Here's a breakdown of the information that can be extracted, and where the requested information is not applicable:
1. Table of Acceptance Criteria and Reported Device Performance
Acceptance Criteria (from predicate devices / standards) | Reported Device Performance (K7 Lumbar Spacers) |
---|---|
Mechanical Testing: |
- Static Compression (according to ASTM F2077)
- Dynamic Compression (according to ASTM F2077) | Performance shown to be substantially equivalent to predicate devices. |
| Subsidence Properties: - Evaluated according to ASTM F2267 | Performance shown to be substantially equivalent to predicate devices. |
| Technological Characteristics: - Intended Use
- Basic Design (hollow column)
- Material (PEEK polymer and tantalum)
- Sizes (widths, lengths, heights within predicate range) | Same as predicate devices. |
2. Sample Size Used for the Test Set and Data Provenance
- Sample Size: Not explicitly stated as a "test set" in the context of clinical data. The mechanical testing was likely performed on a representative sample of K7 Lumbar Spacers of the "worst case" configuration. The specific number of units tested for static, dynamic compression, and subsidence is not provided.
- Data Provenance: The data is from mechanical testing of the device itself (K7 Lumbar Spacers) in a laboratory setting, not from human subjects.

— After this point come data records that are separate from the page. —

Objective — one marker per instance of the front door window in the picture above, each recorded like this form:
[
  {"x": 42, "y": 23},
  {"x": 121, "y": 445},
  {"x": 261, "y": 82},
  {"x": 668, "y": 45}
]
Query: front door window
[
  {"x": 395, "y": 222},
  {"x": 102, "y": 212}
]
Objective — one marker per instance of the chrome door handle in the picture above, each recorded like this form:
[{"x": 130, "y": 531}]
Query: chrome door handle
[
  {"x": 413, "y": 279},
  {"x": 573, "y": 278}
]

Therefore, country of origin or retrospective/prospective clinical data is not applicable.
3. Number of Experts Used to Establish the Ground Truth for the Test Set and Qualifications
- This is not applicable. The "ground truth" for this device's regulatory clearance is established by engineering standards (ASTM F2077, ASTM F2267) and comparison to predicate device characteristics, not by expert clinical consensus on a "test set" of patient data.
4. Adjudication Method for the Test Set
- This is not applicable, as there was no clinical "test set" involving human interpretation or adjudication.

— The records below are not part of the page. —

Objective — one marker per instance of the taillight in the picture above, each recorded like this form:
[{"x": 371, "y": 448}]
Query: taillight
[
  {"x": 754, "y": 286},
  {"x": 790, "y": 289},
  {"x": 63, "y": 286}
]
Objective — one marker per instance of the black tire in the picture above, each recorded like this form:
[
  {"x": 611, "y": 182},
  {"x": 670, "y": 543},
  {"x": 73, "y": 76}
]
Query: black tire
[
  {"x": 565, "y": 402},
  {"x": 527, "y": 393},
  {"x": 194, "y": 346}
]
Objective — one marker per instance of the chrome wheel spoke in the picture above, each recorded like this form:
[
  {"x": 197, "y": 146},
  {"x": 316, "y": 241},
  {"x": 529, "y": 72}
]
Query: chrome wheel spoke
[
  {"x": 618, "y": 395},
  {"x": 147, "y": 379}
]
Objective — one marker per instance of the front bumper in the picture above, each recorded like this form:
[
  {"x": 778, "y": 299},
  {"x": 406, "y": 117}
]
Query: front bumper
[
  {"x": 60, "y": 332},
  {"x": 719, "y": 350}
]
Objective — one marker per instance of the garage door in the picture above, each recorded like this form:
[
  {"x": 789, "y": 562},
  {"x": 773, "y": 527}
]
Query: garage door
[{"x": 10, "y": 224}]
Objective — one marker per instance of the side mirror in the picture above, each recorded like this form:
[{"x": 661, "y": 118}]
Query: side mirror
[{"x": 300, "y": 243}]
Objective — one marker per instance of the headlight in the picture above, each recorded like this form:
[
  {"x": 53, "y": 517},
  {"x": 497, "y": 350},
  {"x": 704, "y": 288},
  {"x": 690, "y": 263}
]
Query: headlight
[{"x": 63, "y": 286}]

5. Multi-Reader Multi-Case (MRMC) Comparative Effectiveness Study
- No, an MRMC comparative effectiveness study was not done. This device is a spinal implant, and its regulatory clearance here is based on mechanical performance and material equivalence, not on the interpretative performance of a diagnostic algorithm or image analysis by human readers.
6. Standalone (i.e., algorithm only without human-in-the-loop performance) Study
- No, a standalone study in the context of AI algorithm performance was not done. This device is a physical implant, not an AI algorithm.
7. Type of Ground Truth Used
- For the mechanical performance, the "ground truth" is defined by engineering standards (ASTM F2077 for compression, ASTM F2267 for subsidence) and the established performance/characteristics of legally marketed predicate devices. The goal was to demonstrate that the K7 Lumbar Spacers met or were equivalent to these benchmarks.
8. Sample Size for the Training Set
- This is not applicable. There is no "training set" in the context of machine learning or AI as this is a physical medical device.
9. How the Ground Truth for the Training Set Was Established
- This is not applicable. See point 8.